Вместе с двумя другими тот лежал в лазарете, пил горячий чай и располагал временем, чтобы упорядочить связанные со смертью Хиндингера впечатления и подготовить их, например, для позднейшего поэтического использования. Однако для него это словно бы не имело значения, выглядел он плоховато и болезненно и с товарищами по лазарету не говорил почти ни слова. После карцера Хайльнер поневоле оказался в одиночестве, которое ранило и ожесточало его душу, впечатлительную и нуждающуюся в постоянном общении. Учителя, полагая его человеком недовольным и мятежным, глаз с него не спускали, ученики сторонились его, фамулус относился к нему с насмешливым благодушием, а его друзья Шекспир, Шиллер и Ленау рассказывали о другом мире, куда более огромном и чудесном, нежели тот, что окружал его, угнетая и унижая. «Песни монаха», первоначально всего лишь отшельнически печальные, мало-помалу обернулись собранием злых и враждебных стихов о монастыре, учителях и одноклассниках. В своей отчужденности он находил горькую мучительную усладу, с удовлетворением чувствовал себя непонятым и в беспощадно-презрительных монашеских стихах представал перед собою этаким маленьким Ювеналом[52].
Спустя восемь дней после похорон, когда двое других оправились от болезни и в лазарете остался один Хайльнер, Ханс навестил его. Робко поздоровался, придвинул к кровати стул, сел и взял больного за руку, но тот сердито отвернулся к стене и казался совершенно неприступным. Однако Ханс не ушел. Крепко держал руку Хайльнера и заставил-таки бывшего друга посмотреть на него. Хайльнер досадливо скривил губы.
– Что тебе, собственно, нужно?
Ханс не выпустил его руку.
– Ты должен меня выслушать, – сказал он. – Я тогда струсил и бросил тебя в беде. Но ты ведь знаешь, какой я: у меня было твердое намерение остаться в семинарии среди лучших учеников и, быть может, стать самым первым.
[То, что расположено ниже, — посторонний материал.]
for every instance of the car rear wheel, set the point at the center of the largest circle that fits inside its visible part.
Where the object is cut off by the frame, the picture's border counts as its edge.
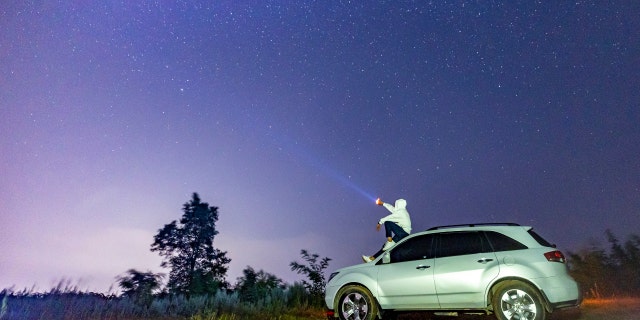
(356, 303)
(517, 300)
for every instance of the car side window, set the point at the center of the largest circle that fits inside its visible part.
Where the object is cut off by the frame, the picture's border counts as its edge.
(416, 248)
(501, 242)
(461, 243)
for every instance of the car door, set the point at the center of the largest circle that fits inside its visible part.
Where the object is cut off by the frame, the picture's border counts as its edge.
(464, 266)
(405, 278)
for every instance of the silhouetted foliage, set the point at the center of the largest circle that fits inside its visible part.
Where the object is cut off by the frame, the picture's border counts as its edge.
(253, 286)
(139, 286)
(601, 273)
(314, 270)
(187, 248)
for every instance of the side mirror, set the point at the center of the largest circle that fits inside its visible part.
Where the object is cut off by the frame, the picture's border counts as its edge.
(386, 258)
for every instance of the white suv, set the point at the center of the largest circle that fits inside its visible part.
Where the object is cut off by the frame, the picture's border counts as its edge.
(505, 269)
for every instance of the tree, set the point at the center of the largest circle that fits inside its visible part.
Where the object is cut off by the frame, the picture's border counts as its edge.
(314, 270)
(187, 248)
(253, 286)
(139, 286)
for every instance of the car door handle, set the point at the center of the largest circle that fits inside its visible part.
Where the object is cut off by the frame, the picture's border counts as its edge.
(485, 260)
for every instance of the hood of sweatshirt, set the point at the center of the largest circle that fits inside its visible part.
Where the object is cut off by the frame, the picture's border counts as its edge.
(401, 204)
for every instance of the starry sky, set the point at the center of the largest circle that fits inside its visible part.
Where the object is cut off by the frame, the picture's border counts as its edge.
(291, 117)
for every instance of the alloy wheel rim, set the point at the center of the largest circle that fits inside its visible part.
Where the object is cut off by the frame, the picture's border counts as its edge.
(518, 305)
(354, 306)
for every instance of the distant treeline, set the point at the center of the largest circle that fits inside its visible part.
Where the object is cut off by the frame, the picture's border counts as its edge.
(608, 272)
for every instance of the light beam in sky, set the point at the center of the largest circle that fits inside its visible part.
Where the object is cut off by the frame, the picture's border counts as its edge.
(316, 161)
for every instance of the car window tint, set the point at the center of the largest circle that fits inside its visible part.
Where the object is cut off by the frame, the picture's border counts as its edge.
(460, 243)
(540, 239)
(416, 248)
(501, 242)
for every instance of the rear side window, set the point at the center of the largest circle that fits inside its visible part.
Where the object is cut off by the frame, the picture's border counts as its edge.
(540, 239)
(500, 242)
(416, 248)
(460, 243)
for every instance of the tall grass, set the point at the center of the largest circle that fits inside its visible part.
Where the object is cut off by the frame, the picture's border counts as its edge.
(64, 302)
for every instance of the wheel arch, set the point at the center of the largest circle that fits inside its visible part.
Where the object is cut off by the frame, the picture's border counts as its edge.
(336, 299)
(490, 291)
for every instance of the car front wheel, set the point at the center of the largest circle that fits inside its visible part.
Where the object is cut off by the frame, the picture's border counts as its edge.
(517, 300)
(356, 303)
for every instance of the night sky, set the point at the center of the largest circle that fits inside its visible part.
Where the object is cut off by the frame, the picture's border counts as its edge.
(293, 116)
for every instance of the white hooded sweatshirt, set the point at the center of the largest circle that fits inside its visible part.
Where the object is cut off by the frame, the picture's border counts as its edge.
(399, 215)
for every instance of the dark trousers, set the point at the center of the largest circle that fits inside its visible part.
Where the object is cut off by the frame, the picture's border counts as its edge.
(394, 231)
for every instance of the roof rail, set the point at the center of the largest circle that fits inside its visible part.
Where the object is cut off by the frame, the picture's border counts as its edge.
(475, 225)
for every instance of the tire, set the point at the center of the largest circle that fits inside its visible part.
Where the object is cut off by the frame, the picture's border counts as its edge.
(356, 303)
(515, 300)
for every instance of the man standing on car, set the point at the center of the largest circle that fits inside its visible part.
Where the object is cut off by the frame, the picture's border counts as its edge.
(397, 225)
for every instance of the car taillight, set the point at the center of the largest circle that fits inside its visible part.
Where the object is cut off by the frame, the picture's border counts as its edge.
(555, 256)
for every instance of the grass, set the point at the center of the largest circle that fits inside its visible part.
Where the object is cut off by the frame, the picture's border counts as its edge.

Ты называл это честолюбием, пожалуй что и по праву; но таков был мой идеал, ничего лучше я не знал.
Хайльнер закрыл глаза, а Ханс очень тихо продолжал:
– Пойми, мне очень жаль. Не знаю, захочешь ли ты снова стать мне другом, но простить меня ты должен.
Хайльнер молчал и глаз не открывал. Все доброе и радостное в нем смеялось навстречу другу, но он уже привык к роли горького одиночки и, по крайней мере, сохранял покуда на лице такую маску. Ханс не отступал.
– Ты должен, Хайльнер! Уж лучше мне стать последним, чем и дальше обходить тебя стороной. Если хочешь, мы будем опять друзьями и покажем остальным, что в них не нуждаемся.
Тут Хайльнер ответил на его рукопожатие и открыл глаза.
Через несколько дней он тоже встал с постели и покинул лазарет, а в монастыре возникло немалое волнение по поводу новоиспеченной дружбы. Для них же начались чудесные недели, без особых происшествий, но полные странно счастливого ощущения общности и безмолвного, сокровенного согласия. Теперь их отношения были другими, не как раньше. Недели разлуки изменили обоих. Ханс стал ласковее, теплее, мечтательнее, Хайльнер – сильнее, возмужалее, и в последнее время им так недоставало друг друга, что воссоединение оба восприняли как огромное событие и бесценный подарок.
Не по годам взрослые, эти мальчики, сами о том не подозревая, с безотчетной робостью предощущали в своей дружбе толику нежных тайн первой любви. Вдобавок в их союзе присутствовало острое очарование созревающей мужественности и, как столь же острая пряность, строптиво-вызывающее отношение к остальным товарищам, для которых Хайльнер оставался неприятен, Ханс – непонятен, а их собственные дружества в ту пору еще сплошь представляли собой безобидную детскую забаву.